I have listened to the recording of today's call, a very painful process given that I could not see the ever-changing document that everyone was talking about, and that I could not raise my hand to put my own thoughts into the conversation.

A few thoughts came out of this which I present in no particular order.

- ICANN is regularly criticized for being a risk-adverse organiazation. Do we really think that it would institute a change like this without assessing risk (and a risk to individual privacy WOULD translate into a risk for ICANN)?

- There were again comments about the movement of private data across jurisdictions (for instance when one transitions from a privacy service in one jurisdiction to one in another). That is not what we are talking about here. It is ONLY the movement of public data.

- Although we are talking about moving the data of many registrants en masse, the actual transition is EXACTLY what happens MANY times per day. On every new registration for all TLDs except those we are talking about, if you register a name with a registrar in a jurisdiction different from that of the registry, your data takes a trip across national boundaries. According to monthly reports, .org aloe sees about 200,000 net adds per month, or about 6,000 per day. I don't know what percentage of those originate outside of the US, but it cannot be trivial. Each of those have publuc data moving across the same jurisdictional boundaries that we are discussing.

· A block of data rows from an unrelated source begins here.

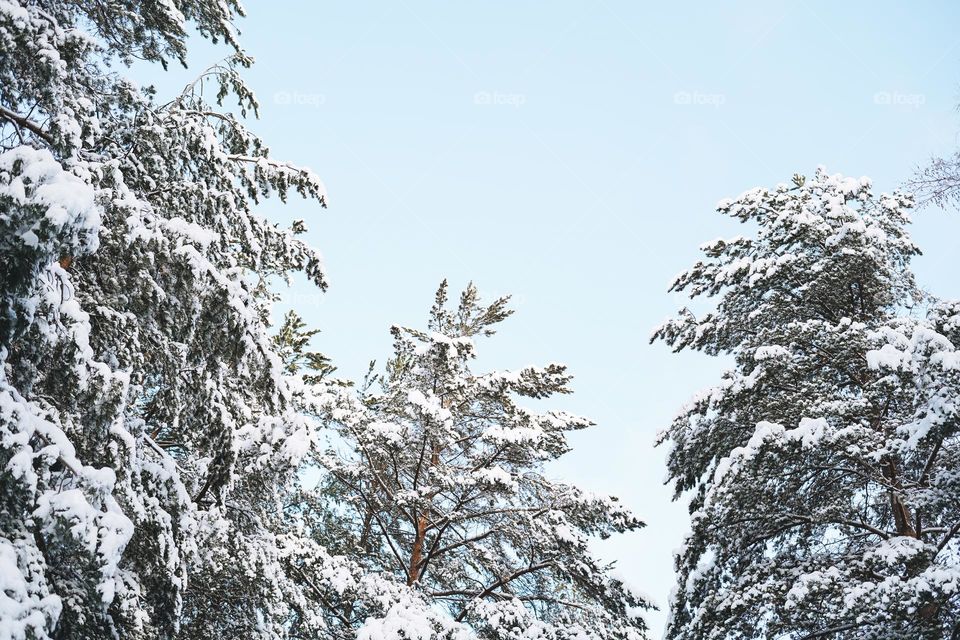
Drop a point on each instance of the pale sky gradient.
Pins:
(571, 153)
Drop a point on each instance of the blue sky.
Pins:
(571, 154)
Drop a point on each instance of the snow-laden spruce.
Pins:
(149, 437)
(437, 478)
(824, 469)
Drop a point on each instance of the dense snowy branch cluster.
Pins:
(173, 465)
(823, 468)
(156, 430)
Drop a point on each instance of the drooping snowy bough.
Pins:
(823, 470)
(149, 435)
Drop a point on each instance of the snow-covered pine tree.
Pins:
(149, 432)
(438, 479)
(824, 469)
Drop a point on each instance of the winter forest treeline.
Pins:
(158, 432)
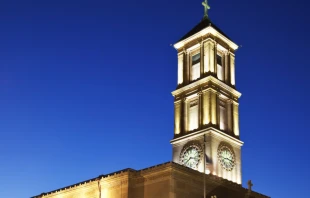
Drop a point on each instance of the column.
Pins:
(177, 117)
(211, 57)
(180, 68)
(214, 55)
(206, 57)
(229, 116)
(206, 115)
(213, 108)
(226, 68)
(200, 109)
(236, 118)
(232, 69)
(185, 115)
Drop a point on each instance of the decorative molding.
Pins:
(205, 31)
(204, 80)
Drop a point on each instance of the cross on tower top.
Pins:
(207, 7)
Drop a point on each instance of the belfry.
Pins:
(206, 103)
(206, 145)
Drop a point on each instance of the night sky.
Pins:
(85, 89)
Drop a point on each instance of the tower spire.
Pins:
(206, 8)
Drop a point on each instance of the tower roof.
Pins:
(200, 26)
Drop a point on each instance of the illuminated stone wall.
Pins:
(167, 180)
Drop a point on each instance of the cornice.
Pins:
(205, 31)
(208, 131)
(204, 80)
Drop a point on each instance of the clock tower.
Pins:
(206, 116)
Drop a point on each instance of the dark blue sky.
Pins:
(85, 89)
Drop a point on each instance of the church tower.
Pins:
(206, 132)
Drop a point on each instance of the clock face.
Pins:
(226, 158)
(190, 156)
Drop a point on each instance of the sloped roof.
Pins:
(200, 26)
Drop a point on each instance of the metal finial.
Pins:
(206, 8)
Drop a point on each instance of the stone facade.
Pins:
(168, 180)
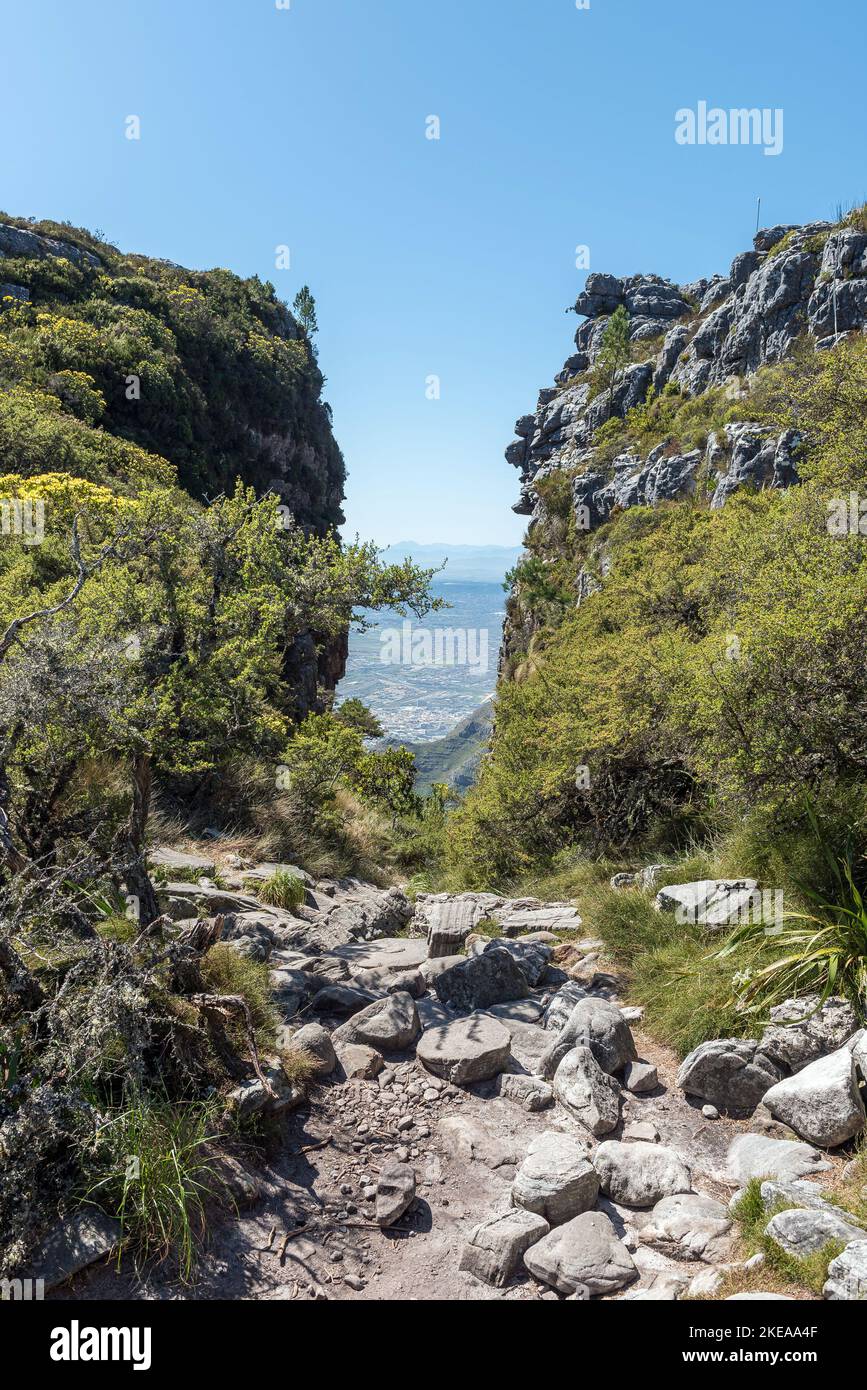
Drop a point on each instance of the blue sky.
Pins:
(452, 257)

- The wording about the legal review is too prescriptive. At best, it should suggest that national and international policy experts and regulators be consulted "as applicable" or "as necessary". Without any limitation, the results will always be subject to criticism that they did not consult the "right" experts or did not consult a specific one, voiding the results.

- I still have difficulty understanding just want the new PDP will do. the PD of PDP means "Policy Development". What policy are we considering. At best this sounds like a "White Paper" investigating the issues surrounding privacy and registration data.

- The current last paragraph does not read well and is confusing: "We recommend that the ICANN Board request that the GNSO charter an issues report to cover the issue of Privacy as related to WHOIS if it concludes that this issue is not adequately addressed within the scope of the Board-initiated PDP on gTLD registration data services, or otherwise." Perhaps "We recommend that if the Board concludes that privacy issues will not be adequately addressed within the scope of the Board-initiated PDP on gTLD registration data services, or otherwise be addressed, that the Board initiate such action as to ensure that privacy issues are fully and adequately addressed."